Investor demand for banks rose as the yield on the benchmark U.S. 10-year Treasury bond jumped 6 basis points to 2.20%. The sharp sell-off in bond prices came on the back of comments by Fed chief Janet Yellen that appeared to favor additional interest-rate hikes this year.

The Dow utility average, also sensitive to interest rates, caved almost 1.4%. At 720.66, the sector gauge is still up an impressive 9.2% since Jan. 1.

Investors who are sitting on large gains in the semiconductor sector need to keep a hawklike eye on sell signals or other indications that these leaders are ready to take a significant break.

Lam Research (LRCX), KLA Tencor (KLAC), Applied Materials (AMAT) and ASML Holding (ASML) are all leaders in the Chips sector, which through Monday's close ranked second among 33 IBD broad sectors; Electronics took the top spot.

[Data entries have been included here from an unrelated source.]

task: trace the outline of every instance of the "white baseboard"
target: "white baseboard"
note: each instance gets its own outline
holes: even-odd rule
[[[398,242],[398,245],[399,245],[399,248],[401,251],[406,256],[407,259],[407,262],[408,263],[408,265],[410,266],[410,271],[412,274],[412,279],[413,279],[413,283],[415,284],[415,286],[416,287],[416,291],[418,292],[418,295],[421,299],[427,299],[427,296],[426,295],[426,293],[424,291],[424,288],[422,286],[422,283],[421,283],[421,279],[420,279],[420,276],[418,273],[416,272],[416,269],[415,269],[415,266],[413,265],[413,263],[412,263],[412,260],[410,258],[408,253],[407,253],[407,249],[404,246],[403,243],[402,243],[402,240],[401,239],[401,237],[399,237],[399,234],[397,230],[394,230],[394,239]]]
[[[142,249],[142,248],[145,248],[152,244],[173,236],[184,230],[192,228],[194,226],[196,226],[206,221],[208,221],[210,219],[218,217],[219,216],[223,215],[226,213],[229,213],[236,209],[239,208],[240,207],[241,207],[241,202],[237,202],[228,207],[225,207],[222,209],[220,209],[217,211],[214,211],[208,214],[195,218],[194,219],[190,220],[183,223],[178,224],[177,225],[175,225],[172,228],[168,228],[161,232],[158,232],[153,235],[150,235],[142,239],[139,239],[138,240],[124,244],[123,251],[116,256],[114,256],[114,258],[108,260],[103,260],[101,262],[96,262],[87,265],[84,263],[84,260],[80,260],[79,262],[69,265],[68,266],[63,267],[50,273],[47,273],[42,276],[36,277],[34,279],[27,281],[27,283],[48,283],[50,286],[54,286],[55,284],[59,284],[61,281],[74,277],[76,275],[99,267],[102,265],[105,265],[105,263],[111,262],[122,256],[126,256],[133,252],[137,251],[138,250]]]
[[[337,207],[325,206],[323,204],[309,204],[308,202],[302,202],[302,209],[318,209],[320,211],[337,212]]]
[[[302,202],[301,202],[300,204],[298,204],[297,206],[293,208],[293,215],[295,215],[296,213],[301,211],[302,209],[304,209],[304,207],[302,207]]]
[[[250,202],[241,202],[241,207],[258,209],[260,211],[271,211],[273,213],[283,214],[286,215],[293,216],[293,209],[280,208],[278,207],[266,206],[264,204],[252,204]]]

Lam, a member of the IBD 50, dropped more than 2.9% to 144.62 in heavy volume. The supplier of systems for wafer etching and cleaning slid further below its rising 50-day moving average. The undercut of the key support line is Lam's first significant move below that line since late April of 2016.

Given Lam's big run over the past year, it's sensible now to take at least partial gains.

Lam initially broke out of a long first-stage saucer-with-handle base at 83.61 in June 2016. After a slow start, the large-cap tech began to accelerate its gains and show heavy turnover in July through October of the same year. At its recent peak of 167.05, Lam gained as much as 99%.

KLA, meanwhile, is also issuing a sell signal as it fell even further below its 50-day line. Shares dropped more than 2% to 93.8 and are now 14% off the 52-week peak of 109.59.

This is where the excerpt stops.